I once investigated an electronic governor for trips caused by its output signal relays being connected to relays without diode spark suppression. For testing, an unsuppressed relay coil was connected to the governor contact as normal, but coil switched on/off by an external relay once per second. The voltage on the coil was monitored by an oscilloscope. Each break caused a burst of fast spikes [negative change very quick] ramping up in voltage from first to last: first a few hundred volts, last as much as 2.5 kV. It was noticeable that most of the spike bursts were small in amplitude/duration with no effect, but one in 50 or 100 was massive and caused a trip. It was found that 1) all the coil wires of the row of governor internal relays were loomed up by cable ties with all their contact wires which went to plant relays - bad practice for RF/spike isolation by the relay 2) The governor's "I am failed" output relay was normally energised, de-energised = trip the set. 3) the coupling via collector- base of trip relay drive transistor and the loomed-together relay wiring was enough for a negative spike to charge an 0.1 microfarad base to emitter capacitor of that drive transistor to -7 volts turning it off. 4) The drive resistor to the transistor base was such that it took ~20 ms to pull the base positive again after the spike, this was enough for the governor's trip relay to de-energise. Thus a capacitor intended to make the trip output insensitive to spurious short trip states within the governor was the cause of tripping by an external spike!

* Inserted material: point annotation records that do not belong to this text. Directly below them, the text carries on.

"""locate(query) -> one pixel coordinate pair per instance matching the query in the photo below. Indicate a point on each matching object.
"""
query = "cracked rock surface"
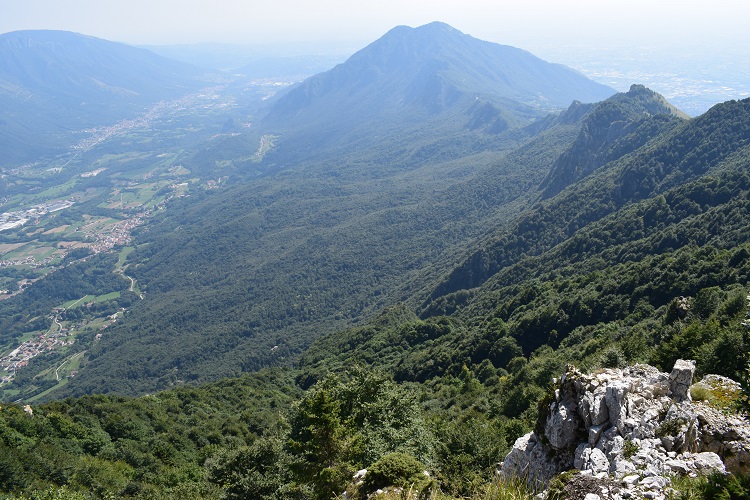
(635, 426)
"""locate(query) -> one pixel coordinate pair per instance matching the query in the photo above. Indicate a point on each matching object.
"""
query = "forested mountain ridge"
(54, 84)
(673, 152)
(584, 259)
(419, 296)
(247, 278)
(597, 142)
(430, 84)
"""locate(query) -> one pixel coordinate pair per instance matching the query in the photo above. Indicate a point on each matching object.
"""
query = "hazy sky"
(523, 23)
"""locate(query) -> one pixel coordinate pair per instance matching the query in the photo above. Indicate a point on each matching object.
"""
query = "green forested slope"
(659, 276)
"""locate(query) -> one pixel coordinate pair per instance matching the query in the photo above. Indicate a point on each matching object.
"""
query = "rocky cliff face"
(632, 429)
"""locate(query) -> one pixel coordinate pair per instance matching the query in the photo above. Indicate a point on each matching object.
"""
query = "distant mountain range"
(55, 83)
(434, 76)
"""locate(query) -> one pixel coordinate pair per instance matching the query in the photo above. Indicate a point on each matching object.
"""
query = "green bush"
(394, 469)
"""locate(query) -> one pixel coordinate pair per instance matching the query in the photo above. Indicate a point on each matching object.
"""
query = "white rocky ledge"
(636, 426)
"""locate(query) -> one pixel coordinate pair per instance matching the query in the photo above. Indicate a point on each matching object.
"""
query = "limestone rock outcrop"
(635, 425)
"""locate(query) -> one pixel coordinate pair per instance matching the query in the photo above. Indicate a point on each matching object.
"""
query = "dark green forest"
(397, 301)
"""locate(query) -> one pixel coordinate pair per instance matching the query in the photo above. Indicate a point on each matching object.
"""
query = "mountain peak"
(429, 69)
(606, 124)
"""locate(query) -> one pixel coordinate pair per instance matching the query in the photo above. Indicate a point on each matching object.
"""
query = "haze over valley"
(251, 269)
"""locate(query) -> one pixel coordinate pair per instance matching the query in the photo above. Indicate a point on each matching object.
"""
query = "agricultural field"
(61, 212)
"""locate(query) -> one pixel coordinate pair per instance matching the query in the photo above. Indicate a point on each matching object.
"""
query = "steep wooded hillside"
(53, 84)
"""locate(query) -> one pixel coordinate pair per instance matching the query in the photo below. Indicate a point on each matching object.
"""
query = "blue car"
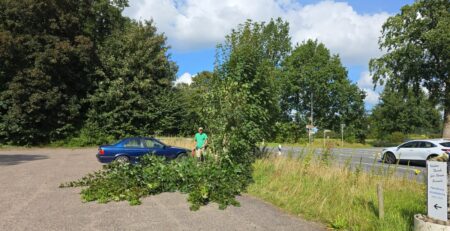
(130, 149)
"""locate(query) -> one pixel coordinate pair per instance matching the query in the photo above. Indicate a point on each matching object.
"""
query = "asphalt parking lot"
(31, 200)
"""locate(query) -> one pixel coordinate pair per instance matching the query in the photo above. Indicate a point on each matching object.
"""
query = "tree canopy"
(314, 76)
(417, 42)
(410, 114)
(48, 62)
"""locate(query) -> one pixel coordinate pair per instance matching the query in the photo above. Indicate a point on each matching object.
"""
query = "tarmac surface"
(31, 200)
(367, 159)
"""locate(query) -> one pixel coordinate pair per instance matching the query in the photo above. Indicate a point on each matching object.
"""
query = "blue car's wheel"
(122, 159)
(182, 156)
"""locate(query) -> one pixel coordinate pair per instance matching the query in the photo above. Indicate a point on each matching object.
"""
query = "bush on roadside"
(204, 182)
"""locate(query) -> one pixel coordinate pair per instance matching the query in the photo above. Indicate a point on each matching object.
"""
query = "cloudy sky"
(194, 27)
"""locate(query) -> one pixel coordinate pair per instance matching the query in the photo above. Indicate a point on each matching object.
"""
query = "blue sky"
(348, 28)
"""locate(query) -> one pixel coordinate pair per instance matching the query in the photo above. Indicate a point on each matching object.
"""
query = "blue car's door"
(159, 148)
(134, 148)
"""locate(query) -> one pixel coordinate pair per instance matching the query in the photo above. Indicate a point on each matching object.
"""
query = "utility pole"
(312, 120)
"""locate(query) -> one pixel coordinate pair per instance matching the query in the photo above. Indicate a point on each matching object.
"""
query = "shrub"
(204, 182)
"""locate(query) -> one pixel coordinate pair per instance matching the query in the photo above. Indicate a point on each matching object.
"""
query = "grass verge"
(319, 143)
(341, 198)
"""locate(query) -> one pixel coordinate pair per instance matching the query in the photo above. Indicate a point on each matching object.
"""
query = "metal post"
(380, 201)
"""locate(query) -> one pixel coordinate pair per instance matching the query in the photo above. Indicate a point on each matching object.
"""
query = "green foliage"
(193, 103)
(312, 74)
(417, 41)
(134, 97)
(405, 113)
(242, 102)
(48, 63)
(204, 182)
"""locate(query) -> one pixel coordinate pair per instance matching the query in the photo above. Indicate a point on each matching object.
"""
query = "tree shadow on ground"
(15, 159)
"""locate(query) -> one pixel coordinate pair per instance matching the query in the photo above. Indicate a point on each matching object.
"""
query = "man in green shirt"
(201, 140)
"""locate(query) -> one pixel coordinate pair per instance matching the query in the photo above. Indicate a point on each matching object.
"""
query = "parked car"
(130, 149)
(416, 150)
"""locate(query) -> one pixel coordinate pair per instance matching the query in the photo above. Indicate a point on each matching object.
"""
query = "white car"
(416, 150)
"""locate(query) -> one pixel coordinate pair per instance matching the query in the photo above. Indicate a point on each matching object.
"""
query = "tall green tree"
(48, 64)
(316, 83)
(135, 96)
(193, 100)
(410, 114)
(417, 42)
(243, 101)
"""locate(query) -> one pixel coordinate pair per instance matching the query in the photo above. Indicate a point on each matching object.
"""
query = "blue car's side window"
(152, 144)
(133, 143)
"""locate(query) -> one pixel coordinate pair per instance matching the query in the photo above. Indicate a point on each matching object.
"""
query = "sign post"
(437, 190)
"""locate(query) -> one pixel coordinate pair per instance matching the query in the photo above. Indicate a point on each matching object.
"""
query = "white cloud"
(194, 24)
(365, 80)
(184, 78)
(372, 97)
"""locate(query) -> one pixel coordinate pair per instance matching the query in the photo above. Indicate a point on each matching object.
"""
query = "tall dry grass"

This governor was tested to Military Standards for immunity to electromagnetic interference EMI. So be warned, most equipment and control panels are not as well constructed to stop EMI as they should be. If you do not tell a builder to keep certain wiring runs or input/output separate, all wires will be mixed together!

This, to me, the 1 in 50 big spike, explained why it was so difficult to relate any particular switching event in the installation to a trip. Since most switchings occur during start or stop the easiest way to limit the possible causes of trip is to have an alarm/trip system that records the time of start and time of trip. Modern SCADA systems can do this [but if you have multiple independent systems you may have to search all SCADA records for events simultaneous with a trip - having all their clocks matched helps, else you have to compare clock times and adjust your search time.